However, the traditional vacuum cavity is structurally a cover body and is matched with the sealing chassis to form an independent vacuum processing space, so that the vacuum processing space only plays a role in enclosing when the vacuum cavity is applied to wafer film coating processing, the function is single, the uniformity of film forming thickness on the surface of a wafer is uncontrollable, and the quality of vacuum film coating of a product cannot be controlled.
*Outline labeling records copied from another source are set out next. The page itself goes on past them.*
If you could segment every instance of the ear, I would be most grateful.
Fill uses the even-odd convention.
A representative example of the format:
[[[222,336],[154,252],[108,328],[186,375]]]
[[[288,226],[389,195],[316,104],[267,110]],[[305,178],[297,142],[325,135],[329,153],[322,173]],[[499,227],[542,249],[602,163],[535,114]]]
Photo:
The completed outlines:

Disclosure of utility model
In view of the above-mentioned drawbacks of the prior art, an object of the present utility model is to provide a vacuum chamber with a uniform air flow distribution to achieve the effect that the air flow is uniformly distributed and acts on the surface of the product, so that a film layer with uniform thickness is formed on the surface of the product.
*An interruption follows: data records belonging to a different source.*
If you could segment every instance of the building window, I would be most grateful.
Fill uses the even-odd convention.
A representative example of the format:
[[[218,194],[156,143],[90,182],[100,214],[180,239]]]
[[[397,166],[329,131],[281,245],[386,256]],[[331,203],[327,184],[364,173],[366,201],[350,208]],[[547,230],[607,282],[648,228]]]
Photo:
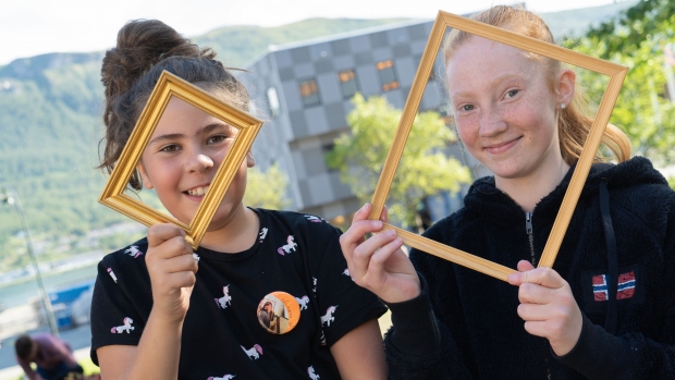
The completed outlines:
[[[319,103],[319,87],[317,87],[317,81],[307,79],[300,82],[300,96],[303,97],[303,105],[305,107]]]
[[[341,71],[338,73],[338,77],[342,86],[342,95],[345,98],[351,98],[358,91],[358,86],[356,86],[356,73],[354,70]]]
[[[380,73],[380,82],[382,83],[383,91],[398,88],[398,81],[396,81],[396,74],[394,73],[394,61],[386,60],[378,62],[376,68]]]

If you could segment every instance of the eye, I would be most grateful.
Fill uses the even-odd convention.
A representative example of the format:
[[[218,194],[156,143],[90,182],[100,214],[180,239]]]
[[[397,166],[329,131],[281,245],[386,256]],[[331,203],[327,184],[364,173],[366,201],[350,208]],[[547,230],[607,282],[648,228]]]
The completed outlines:
[[[181,150],[181,147],[179,145],[175,144],[170,144],[170,145],[165,145],[163,146],[161,149],[159,149],[159,151],[163,151],[167,154],[173,154]]]
[[[506,93],[506,95],[504,96],[504,98],[513,98],[514,96],[518,95],[518,93],[519,93],[519,91],[520,91],[520,90],[518,90],[518,89],[512,89],[512,90],[508,90],[508,91]]]
[[[228,139],[228,136],[225,135],[214,135],[209,137],[206,144],[218,144],[224,142],[225,139]]]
A vacuum chamber having a uniform airflow distribution, comprising:
A housing providing a vacuum processing space;
The air inlet pipe is positioned at the position of one side corresponding to the shell;
the vacuumizing tube is positioned at the position of the other side corresponding to the shell; and
The two groups of air homogenizing structures are fixedly connected with the air inlet pipe and the vacuumizing pipe respectively;
Each group of air homogenizing structures comprises a fan-shaped plate positioned in the shell, an air outlet formed in the position of the plate surface of the fan-shaped plate, and a branch pipe fixedly mounted on the corresponding fan-shaped plate.
In one embodiment, the shell, the air inlet pipe, the vacuumizing pipe and the air homogenizing structure are all made of quartz.
In one embodiment, the two groups of the fan-shaped plates are symmetrically distributed by taking the longitudinal axis of the shell as a center, and the fan-shaped plates are of a hollow structure; the branch pipe is fixedly connected to the side wall of the shell in a penetrating way.
Further, the branch pipe is positioned at one side and is used for communicating the air inlet pipe with the corresponding fan-shaped plate; the branch pipe is positioned at the other side and is used for communicating the vacuumizing pipe and the corresponding fan-shaped plate.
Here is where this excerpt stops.